A representatividade é uma questão importante com a qual tive o
primeiro contato justamente nos filmes dos Caça-fantasmas. Eu, uma
criança negra dos anos oitenta, não era acostumado a ver negros em
papeis de protagonismo em nada que fosse positivo na TV ou cinema e,
foi assistindo o filme original da franquia, que me deparei com o
personagem Winston, um negro que chega para pedir emprego nos
caça-fantasmas e se torna parte do grupo; a entrada dele no grupo é
meio idiota, mas tenho de dizer que quando vi um homem negro que não
era figurante e sim parte dos heróis em um filme tão legal como
aquele, me senti mais conectado ainda a história.

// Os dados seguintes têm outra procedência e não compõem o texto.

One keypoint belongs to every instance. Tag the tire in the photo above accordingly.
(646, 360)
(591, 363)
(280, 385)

Então, como eu
poderia odiar um filme, que traria uma experiência parecida para
milhões de pessoas, mesmo que eu não esteja incluído nesse grupo?
Quem você vai chamar?
Penso que as pessoas que negativaram o filme tem muito medo, pois
foram acostumadas a ser hiper representadas e a possibilidade mínima
de apresentar outro tipo de pessoa e visão de mundo que não se
assemelhe a delas faz com que imaginem que serão colocadas de lado,
o que é um absurdo. É só pegar os grandes produções para vermos
que em sua grande maioria, os protagonistas são homens brancos, sem
problemas financeiros, de idade entre trinta e cinquenta anos e onde
a mulher é apenas o motivo para que a trama ande (como em caça
fantasmas 1 de 1984) e o negro é apenas o amigo fiel (gay então nem
pensar em um filme desses). Mas os tempos estão mudando e não
existe mais motivo ( e nunca houve) para prender a pessoa que é
diferente à um exteriótipo ou papel secundário, por isso acredito
de verdade que o filme DAS Caça-Fantasmas possa ser um divisor de
águas na história do cinema, mesmo que seja ruim (mas espero que
seja ótimo) porque se somará à "Star Wars VII" e "Mad
Max: estrada da fúria" trazendo luz novamente o fato de que
qualquer pessoa, seja homem branco ou negro, mulher hétero ou
homossexual, de participar de algo colocando o fato de ser um ser
humano, à frete de ser um clichê do cinema e antes de tudo
apresentando a diversidade as novas gerações.
Por tudo isso deixo aqui a minha promessa de assistir AS
Caça-fantasmas no cinema e ser um dos primeiros a escrever sobre ele
não poupando elogios caso o filme seja bom ou criticas caso não
seja, focando na história, direção, roteiro e atuações e não no
preconceito e medo que infelizmente é inerente a nossa sociedade.
Me despeço pedindo a todos mais tolerância e empatia. Lembrem que
são as nossas diferenças que fazem que nos completemos com os outros
e não nossas igualdades que são apenas ecos , muitas vezes, sem
graça de nós mesmos.
Não é errado ser babaca as vezes, errado é não querer mudar.